A US federal judge in San Francisco has temporarily blocked Pentagon action against Anthropic, giving the AI company short-term relief in its fight with the Trump administration.
Summary
- Judge Rita Lin paused Pentagon action against Anthropic and blocked the federal Claude stop-use order.
- Anthropic sued after the Pentagon labeled it a supply chain risk during contract dispute talks.
- The ruling keeps pressure on Washington as Anthropic defends limits on military and surveillance use.
The ruling keeps federal agencies from enforcing a stop-use order against Claude for now and places the legal focus on whether the government acted beyond its authority.
Judge Rita Lin of the US District Court for the Northern District of California granted a preliminary injunction on Thursday. The order stops the Pentagon from enforcing its supply chain risk label against Anthropic while the case moves forward.
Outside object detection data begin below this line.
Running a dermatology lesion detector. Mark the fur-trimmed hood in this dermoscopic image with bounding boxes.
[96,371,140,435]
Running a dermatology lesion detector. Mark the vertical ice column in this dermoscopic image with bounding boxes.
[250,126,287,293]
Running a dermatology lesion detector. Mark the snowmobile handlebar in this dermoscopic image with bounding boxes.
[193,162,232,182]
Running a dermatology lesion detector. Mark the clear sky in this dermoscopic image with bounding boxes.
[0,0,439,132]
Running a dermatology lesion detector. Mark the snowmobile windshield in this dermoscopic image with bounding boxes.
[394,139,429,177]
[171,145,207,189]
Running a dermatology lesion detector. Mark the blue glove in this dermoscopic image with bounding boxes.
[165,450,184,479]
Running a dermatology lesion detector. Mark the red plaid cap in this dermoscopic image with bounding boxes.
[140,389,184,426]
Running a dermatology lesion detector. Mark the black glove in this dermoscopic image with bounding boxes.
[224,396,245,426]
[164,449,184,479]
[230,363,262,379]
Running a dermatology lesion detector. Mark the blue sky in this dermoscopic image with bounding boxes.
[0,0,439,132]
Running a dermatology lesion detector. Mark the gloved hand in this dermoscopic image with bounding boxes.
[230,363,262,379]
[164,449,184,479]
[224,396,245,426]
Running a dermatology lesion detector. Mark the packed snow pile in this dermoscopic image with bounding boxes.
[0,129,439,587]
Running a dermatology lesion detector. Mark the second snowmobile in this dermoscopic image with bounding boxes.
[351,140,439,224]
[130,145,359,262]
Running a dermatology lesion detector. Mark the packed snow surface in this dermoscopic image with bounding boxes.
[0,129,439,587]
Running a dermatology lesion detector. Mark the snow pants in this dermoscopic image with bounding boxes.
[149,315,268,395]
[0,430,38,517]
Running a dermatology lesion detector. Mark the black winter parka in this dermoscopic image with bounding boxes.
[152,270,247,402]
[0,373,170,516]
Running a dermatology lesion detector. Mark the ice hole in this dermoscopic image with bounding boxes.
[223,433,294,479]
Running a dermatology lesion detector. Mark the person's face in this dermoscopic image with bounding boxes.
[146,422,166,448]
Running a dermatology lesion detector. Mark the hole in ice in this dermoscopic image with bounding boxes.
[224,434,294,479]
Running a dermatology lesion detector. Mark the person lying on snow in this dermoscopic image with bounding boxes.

The ruling also pauses President Donald Trump’s directive that told federal agencies to stop using Anthropic’s chatbot, Claude. The judge said the record did not support the government’s position at this stage of the case.
Judge Lin wrote,
“Nothing in the governing statute supports the Orwellian notion that an American company may be branded a potential adversary and saboteur of the US for expressing disagreement with the government.”
She also described the measures against Anthropic as “arbitrary, capricious, [and] an abuse of discretion.”
The case follows a breakdown in talks between Anthropic and the Pentagon. In July 2025, the company had reached a deal that would have made Claude the first frontier AI model approved for use on classified networks.
That process later changed course. Anthropic said Pentagon officials wanted the company to permit military use of Claude “for all lawful purposes” and without limits. The company refused to allow uses tied to lethal autonomous weapons and mass domestic surveillance.
Anthropic has said its technology should not support those activities. The disagreement became public after contract talks collapsed in February and the company challenged the government’s response in court.
Court reviews retaliation claim
Anthropic filed its lawsuit on March 9 in federal court in Washington, DC. The company argued that Defense Secretary Pete Hegseth exceeded his authority by naming Anthropic a national security supply chain risk.
During a March 24 hearing in San Francisco, Judge Lin pressed government lawyers on whether Anthropic faced punishment for publicly criticizing the Pentagon’s position. The March 26 ruling said, “punishing Anthropic for bringing public scrutiny to the government’s contracting position is classic illegal First Amendment retaliation.”
Anthropic later said it was “grateful to the court for moving swiftly” and said the ruling showed it was likely to succeed on the merits.
Furthermore, the court fight comes as Anthropic holds a strong place in enterprise AI. Menlo Ventures said the company held 32% of that market in 2025, ahead of OpenAI at 25%.
A government-wide ban could have weakened that standing. For now, the court order gives Anthropic time to defend its position while the wider case moves ahead.